Choosing a container¶
The collections module gives you several ways to store things, and the built-in dict and list overlap with all of them. This essay is a practical guide to picking the right one — not by memorising a table, but by asking what you're actually doing with the data. In almost every case a single question settles it.
Start with the built-ins¶
The honest default is: use a list or a dict until you have a reason not to. They're flexible, universally understood, and fast enough for the overwhelming majority of code. The specialised containers earn their place only when a specific pattern shows up — and the rest of this essay is really a list of those patterns and the type each one signals. If none of them matches, the built-in is the right answer.
"I'm counting how often things occur" → Counter¶
The tell is that your values are tallies — you're incrementing, asking "how many", or wanting the most common. The moment you'd otherwise write if x in d: d[x] += 1 else: d[x] = 1, you want a Counter. It also gives you most_common, multiset arithmetic, and zero-for-missing reads, none of which a hand-rolled dict offers for free. If you're only ever counting, don't reach for defaultdict(int) — Counter is the same idea with a better toolkit.
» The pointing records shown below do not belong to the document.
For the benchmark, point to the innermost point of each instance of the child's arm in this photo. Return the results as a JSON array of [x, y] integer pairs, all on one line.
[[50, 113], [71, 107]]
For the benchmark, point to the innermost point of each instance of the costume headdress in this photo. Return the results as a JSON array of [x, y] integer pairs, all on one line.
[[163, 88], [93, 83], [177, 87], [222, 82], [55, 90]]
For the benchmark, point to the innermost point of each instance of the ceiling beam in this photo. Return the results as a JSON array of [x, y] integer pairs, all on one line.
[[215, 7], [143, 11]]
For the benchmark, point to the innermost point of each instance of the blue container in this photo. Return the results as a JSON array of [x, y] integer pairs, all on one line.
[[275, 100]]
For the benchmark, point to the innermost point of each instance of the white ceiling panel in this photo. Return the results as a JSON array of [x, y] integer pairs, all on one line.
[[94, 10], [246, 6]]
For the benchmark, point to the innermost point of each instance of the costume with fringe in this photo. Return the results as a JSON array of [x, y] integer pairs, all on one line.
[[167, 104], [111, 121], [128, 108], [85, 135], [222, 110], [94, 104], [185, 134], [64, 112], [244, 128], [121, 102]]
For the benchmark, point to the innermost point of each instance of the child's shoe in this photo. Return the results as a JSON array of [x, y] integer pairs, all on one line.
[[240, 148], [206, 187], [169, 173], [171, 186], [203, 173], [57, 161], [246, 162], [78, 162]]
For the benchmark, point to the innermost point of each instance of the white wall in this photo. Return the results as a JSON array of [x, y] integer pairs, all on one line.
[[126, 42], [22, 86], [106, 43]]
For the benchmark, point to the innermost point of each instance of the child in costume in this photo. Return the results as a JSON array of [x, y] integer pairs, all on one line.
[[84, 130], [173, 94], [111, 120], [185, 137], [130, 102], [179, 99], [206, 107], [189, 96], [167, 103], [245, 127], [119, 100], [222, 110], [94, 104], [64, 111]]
"I'm grouping items into buckets" → defaultdict¶
The tell is a value that accumulates — a list you append to, a set you add to, a running sum. defaultdict(list) is the canonical grouping tool; defaultdict(set) when buckets should dedupe; defaultdict(int) for sums. The decision between defaultdict and a plain dict's setdefault is minor and stylistic: defaultdict reads better when one dict is built up consistently through a function, setdefault when it's a one-off or you want the result to stay an ordinary dict. The one caveat that should steer you back to dict/get is read-heavy code where accidental key creation would be a problem.
"I'm working at the ends of a sequence" → deque¶
The tell is a queue or a window: you add at one end and remove from the other, or you keep only the most recent N. If your code contains list.pop(0) or list.insert(0, x), that's the signal to switch — those are O(n), and a deque's end-operations are O(1). Add maxlen when you want a self-trimming window or ring buffer. The flip side: if you mostly index into the middle (x[i] for arbitrary i) or do random insertion, stay with a list — that's where it's faster.
"I have a small fixed record" → namedtuple (or a dataclass)¶
The tell is a clutch of related values that travel together and have a fixed shape — a coordinate, an RGB colour, a parsed row. A bare tuple works but point[0] is opaque; a dict works but is mutable and heavier. A namedtuple gives named, immutable fields that still behave as a tuple. The choice between it and a @dataclass comes down to two questions: do you need it to be mutable, and do you want methods? If yes to either, use a dataclass; if it's a small immutable value that should compare and unpack like a tuple, use a namedtuple. The classes guide develops this comparison.
"I have layered settings to look up" → ChainMap¶
The tell is precedence: several sources of the same keys — command-line over environment over defaults — and you want a lookup that returns the highest-priority value without merging copies. ChainMap is the niche but exact fit. If you only need a one-time merge and don't care about layers afterwards, a plain {**defaults, **overrides} is simpler; reach for ChainMap when the layers must stay distinct (so you can change one without disturbing the others).
A note on OrderedDict¶
Since Python 3.7 a plain dict keeps insertion order, so OrderedDict is no longer the way to get ordering — a dict already has it. Choose OrderedDict only for its genuine extras: move_to_end, popping from the front, or order-sensitive equality (as in an LRU cache). For everything else, the plain dict is the right call.
The decision in one pass¶
| What you're doing | Reach for |
|---|---|
| nothing special yet | list / dict |
| counting occurrences, ranking by frequency | Counter |
| grouping/accumulating into buckets | defaultdict (or setdefault) |
| queue, or "last N" window | deque (with maxlen for the window) |
| small fixed immutable record | namedtuple |
| record needing mutation or methods | @dataclass |
| layered lookup with precedence | ChainMap |
| ordering plus reordering/front-pop | OrderedDict |
Run down the list, take the first row that matches what you're actually doing, and you'll almost always land on the right container — and on code that announces its intent to the next reader. When nothing past the first row fits, that's not a failure: the built-ins are a fine default, and why specialised containers explains what the others add when one does fit.